Shadow enhancers mediate trade-offs between transcriptional noise and fidelity

Enhancers are stretches of regulatory DNA that bind transcription factors (TFs) and regulate the expression of a target gene. Shadow enhancers are two or more enhancers that regulate the same target gene in space and time and are associated with most animal developmental genes. These multi-enhancer systems can drive more consistent transcription than single enhancer systems. Nevertheless, it remains unclear why shadow enhancer TF binding sites are distributed across multiple enhancers rather than within a single large enhancer. Here, we use a computational approach to study systems with varying numbers of TF binding sites and enhancers. We employ chemical reaction networks with stochastic dynamics to determine the trends in transcriptional noise and fidelity, two key performance objectives of enhancers. This reveals that while additive shadow enhancers do not differ in noise and fidelity from their single enhancer counterparts, sub- and superadditive shadow enhancers have noise and fidelity trade-offs not available to single enhancers. We also use our computational approach to compare the duplication and splitting of a single enhancer as mechanisms for the generation of shadow enhancers and find that the duplication of enhancers can decrease noise and increase fidelity, although at the metabolic cost of increased RNA production. A saturation mechanism for enhancer interactions similarly improves on both of these metrics. Taken together, this work highlights that shadow enhancer systems may exist for several reasons: genetic drift or the tuning of key functions of enhancers, including transcription fidelity, noise and output.

During development, cells assume different fates based upon signals, including transcription factor proteins that bind to regions of the DNA called enhancers. Enhancers can interact with promoters to control the transcription of a target gene. Many developmental genes have multiple, seemingly redundant enhancers called shadow enhancers.

When each separate enhancer is bound by distinct transcription factors, shadow enhancers can drive less noisy gene expression than single enhancers. This allows for the buffering of perturbations in the transcription factor inputs. However, under this premise, a single large enhancer bound by distinct transcription factors should also be capable of buffering perturbations. Why then are shadow enhancers so prevalent?

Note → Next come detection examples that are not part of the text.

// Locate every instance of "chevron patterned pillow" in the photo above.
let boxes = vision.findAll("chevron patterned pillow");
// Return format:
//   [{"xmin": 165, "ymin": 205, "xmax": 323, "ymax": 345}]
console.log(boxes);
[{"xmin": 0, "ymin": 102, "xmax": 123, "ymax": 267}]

Fletcher et al. developed computational models of enhancer-mediated transcription that vary in the numbers of enhancers and transcription factor binding sites. They analyzed transcriptional properties in systems with and without shadow enhancers. The models revealed that shadow enhancers can provide a wider landscape of possible transcriptional properties. This computational approach enabled a broader exploration of shadow enhancer properties than is feasible experimentally and may guide future experimentation. Given their prevalence in developmental gene regulation, investigation of shadow enhancers may lead to a better understanding on the pathogenicity of certain mutations found in developmental enhancers.